Wednesday, June 25, 2008

R-E-S-P-E-C-T

In my house, today was the unofficial First Day of Summer. The boys are officially DONE with school (insert mind-blowing *WOO-HOO!* here) and they’ve effortlessly made the transition from diligent early-rising-hard-workers to couch/computer potatoes...with nary a backward glance.

So, you can imagine my utter surprise when Connor offered to take a ride with me to pick up a few things at the market:

Me: (Both hesitant & suspicious) “Okay….but why? What do you want in return?” (Said with a very poor imitation of "The Godfather"...which was lost on him anyway.)

Connor: “Nothin’. Well….maybe….I dunno….a Hershey bar?”

Me: “I can do that.”

We’re no sooner in the door when I remember that I want them to order this Ciao Bella Gelato in “Key Lime”…I had it at Jackie’s and it is to die for. So, we have to wait for the girl to find the guy who can order the goods. Three minutes later and Connor’s already DONE. Telling me it’s taking too long and that I’ve got a troubling addiction to key-lime-anything and how I need to seriously talk to someone about this. The guy shows up a minute later and says he’ll call me by Friday if he can get it and by Thursday if he can't. ("What? Okaaaay...")

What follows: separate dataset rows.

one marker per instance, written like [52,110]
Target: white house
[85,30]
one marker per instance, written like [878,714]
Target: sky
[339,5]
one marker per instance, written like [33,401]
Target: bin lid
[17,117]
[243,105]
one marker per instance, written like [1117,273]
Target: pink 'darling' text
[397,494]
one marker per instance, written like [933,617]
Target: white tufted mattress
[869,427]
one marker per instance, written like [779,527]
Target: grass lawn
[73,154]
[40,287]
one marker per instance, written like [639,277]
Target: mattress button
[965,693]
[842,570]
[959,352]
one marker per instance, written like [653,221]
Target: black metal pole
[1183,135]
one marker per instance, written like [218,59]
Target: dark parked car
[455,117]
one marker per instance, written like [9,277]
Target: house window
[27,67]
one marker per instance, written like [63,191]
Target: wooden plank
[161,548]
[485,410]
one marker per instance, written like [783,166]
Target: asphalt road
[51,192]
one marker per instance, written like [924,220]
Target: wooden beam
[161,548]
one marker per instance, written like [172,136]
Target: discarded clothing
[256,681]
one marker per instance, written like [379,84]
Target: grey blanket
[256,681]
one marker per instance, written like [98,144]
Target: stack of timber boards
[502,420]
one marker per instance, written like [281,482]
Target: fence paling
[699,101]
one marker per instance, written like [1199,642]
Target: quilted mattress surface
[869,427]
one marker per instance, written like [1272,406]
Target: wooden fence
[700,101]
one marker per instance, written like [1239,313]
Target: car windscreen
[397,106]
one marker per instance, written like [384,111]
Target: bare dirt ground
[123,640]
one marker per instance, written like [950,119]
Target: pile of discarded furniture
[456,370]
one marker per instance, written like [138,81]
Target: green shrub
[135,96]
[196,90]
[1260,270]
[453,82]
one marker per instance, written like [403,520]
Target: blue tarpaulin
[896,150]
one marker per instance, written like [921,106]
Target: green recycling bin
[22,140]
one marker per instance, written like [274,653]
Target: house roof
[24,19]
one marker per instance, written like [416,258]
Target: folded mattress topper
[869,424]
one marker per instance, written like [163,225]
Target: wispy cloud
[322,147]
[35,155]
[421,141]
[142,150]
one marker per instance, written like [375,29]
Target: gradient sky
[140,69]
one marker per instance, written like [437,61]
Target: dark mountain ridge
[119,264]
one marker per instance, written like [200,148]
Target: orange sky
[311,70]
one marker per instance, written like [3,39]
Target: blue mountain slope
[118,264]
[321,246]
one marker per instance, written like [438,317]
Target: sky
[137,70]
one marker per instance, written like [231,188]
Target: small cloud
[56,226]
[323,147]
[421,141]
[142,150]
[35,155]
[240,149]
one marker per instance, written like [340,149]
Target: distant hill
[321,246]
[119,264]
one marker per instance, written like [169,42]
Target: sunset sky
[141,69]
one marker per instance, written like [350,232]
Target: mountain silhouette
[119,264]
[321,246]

We then proceed to pick up the items on my list:

  • Rye bread
  • Cole slaw
  • Roast beef (not the fatty one!)
  • Seltzer
  • Sudafed
  • Broccoli
  • Cole slaw (evidently, I must’ve tried to have another sandwich and realized I was still out)
  • Light bulbs
  • 3-onion dup (I think that’s supposed to be dip)

By the time we finish at the deli counter, Connor’s had enough. He’s commandeered the cart and is recklessly moving at warp speed down the aisles and people are jumping out of the way and giving ME the dirty looks.

When he hit the produce department, I'd lost him….I got distracted by these:



…which looked to me to be green-ish, shriveled, dried-out, pumpkin-related things….
Then, I saw the sign:



So…okay. I get the “tomato” reference….but they crossed it with…what?...an armadillo?
I googled it and got a whopping four hits. None of them explained what it was. And no…I did not buy any…not that Connor would’ve given me time to scoop some up anyway.

By the time we load the items onto the conveyor belt, I’m noticing several chocolate bars, two packs of gum and a box of Tic-Tacs, which Connor exclaimed over…due to the extremely effective marketing ploy of the company releasing the exact same mint in a blue plastic box…instead of the usual clear. For this, some guy got a $5k bonus and sales of tic-tacs are probably up 15%...mainly because of mothers like ME and kids like HIM.

After arriving home and unpacking, I hear a loud ruckus in Connor’s room, so I go to investigate. What I find is that the artfully hung window treatments I’d so precariously installed upon moving in is now sadly bowing in the center…and it’s starting to become clear as to why.

Connor (ya gotta love this kid) was placing his beloved “Luigi” bean-bag Nintendo-character so he’s perched on the center of the curtain rod:



Then, he would take aim with his nerf machine gun…………and FIRE!:



….shooting until he hit poor Luigi, causing him to topple off said rod and land with a resolute *thump!* on the floor:




I guess I’m not the only one who doesn’t get any respect around here…

Anonymous said...

Ha! Too funny. I wish I were the boys, having the summer off & just playing. At first I thought how cute about Luigi, then I realized he was being a typical boy. Duh, of course. Tomatillos on their own are nasty, I don't know how to prepare them but I know chef Carloyn does, maybe she'll speak up... Yay, Ciao Bello!